My last patient of the day was pregnant after years trying to conceive. However, the embryo was implanted in the fallopian tube, which cannot sustain the fetus to reach viability. The patient was facing the loss of this pregnancy and possible tubal rupture—which often leads to exsanguination into the abdomen, and if left untreated, even maternal death.
This is an ectopic pregnancy, and when caught early, it can be successfully treated with an injection of methotrexate, minimizing visits to the emergency room, bleeding, loss of a fallopian tube, surgery, and further morbidity.
A major national pharmacy refused to fill the prescription—even though it was sent with a diagnostic code (CPT) for ectopic pregnancy (something we never had to do in the past). The pharmacy’s computer system flagged this CPT code, and the pharmacist said, “no.”
I politely explained to the pharmacist that Texas law specifically allows for the treatment of the mother if her life is in danger, or if it is an ectopic pregnancy, as it was in this case. I was unsuccessful in convincing the pharmacist of the necessity.
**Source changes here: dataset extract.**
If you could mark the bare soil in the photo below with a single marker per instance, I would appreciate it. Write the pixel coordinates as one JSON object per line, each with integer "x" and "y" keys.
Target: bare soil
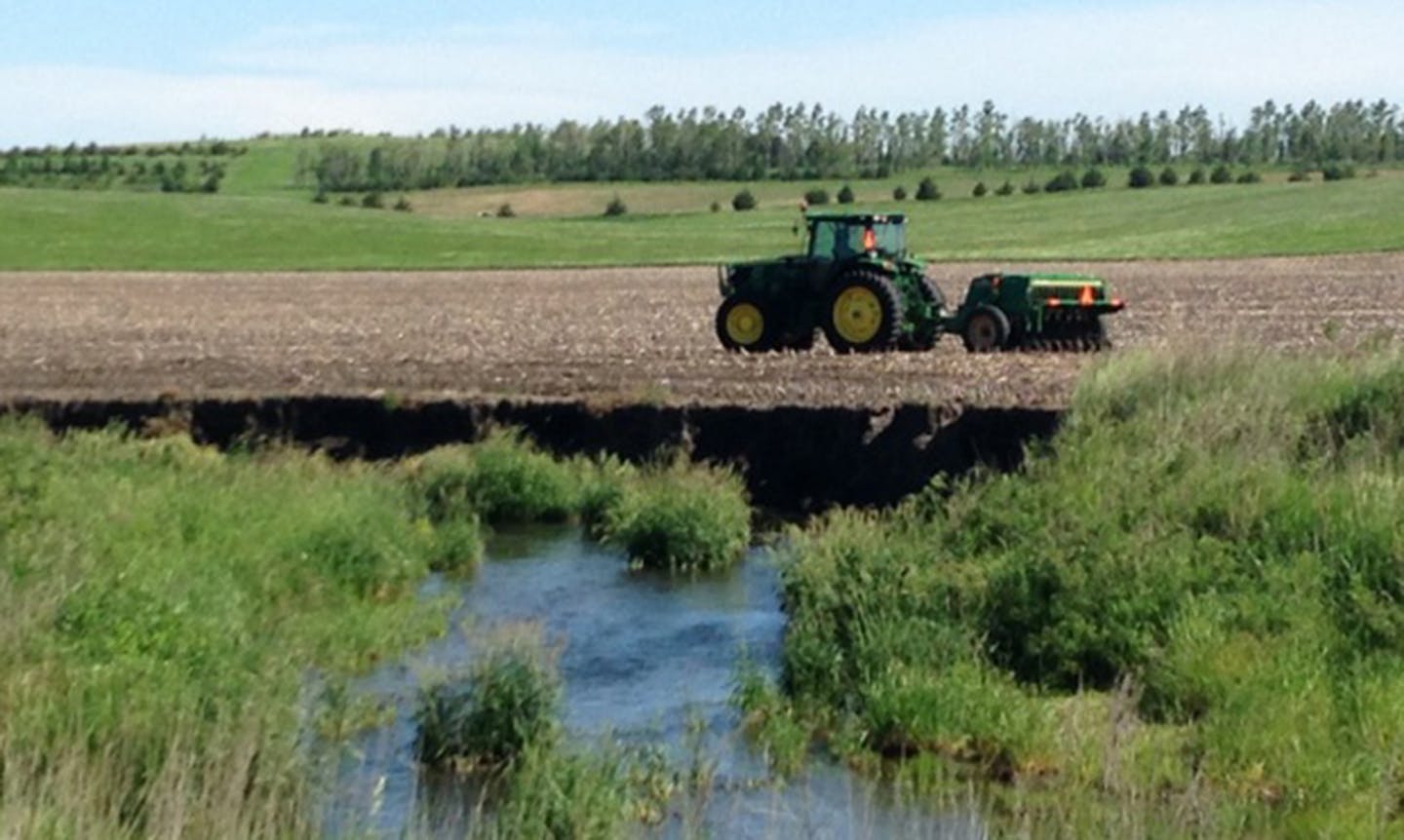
{"x": 609, "y": 335}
I got more frustrated and explicitly asked the pharmacist under what circumstance could the script be filled: When the CPT is for hemoperitoneum (a belly full of blood) is used, or when the patient is unconscious?
Methotrexate is used for many other conditions such as cancers and arthritis. A man with arthritis or lymphoma would not have an issue filling this medication. But how much does a woman have to suffer or be close to death so that we can properly care for them?
Even though all we do is grow families, the new wave of pro-life anti-abortion laws is directly jeopardizing the lives of women, and their ability to become mothers.
This may seem paradoxical, but poorly written pro-life legislation is doing exactly the opposite!
There are now delays in the diagnoses and treatment of women, as the access to common medications that we have used for decades in gynecological and obstetrical care is being significantly limited by fear and misunderstanding of the law. Attorneys are making medical decisions for patients, and healthcare staff are being asked to become attorneys and interpret the law.
The result of this obscene mess is a lack of resources and options for our patients, suboptimal treatment approaches, limitations in their counseling, and a constant fear that a link in the treatment chain will break—such as the dispensing of medications, the ability to perform a procedure, use a surgical facility, or rely on our medical support staff to care for the patient.
In short, women no longer have the full access to modern American medical care they once had. We have accepted in this society a paternalistic approach to female healthcare, limiting their resources to what was available decades ago, or occurs in third world countries.
This is the new America, the land where politicians and attorneys get to practice medicine, dictating who gets to be a parent, avert catastrophic bleeding or organ loss, the epidemiology of a virus and immunogenicity of a vaccine.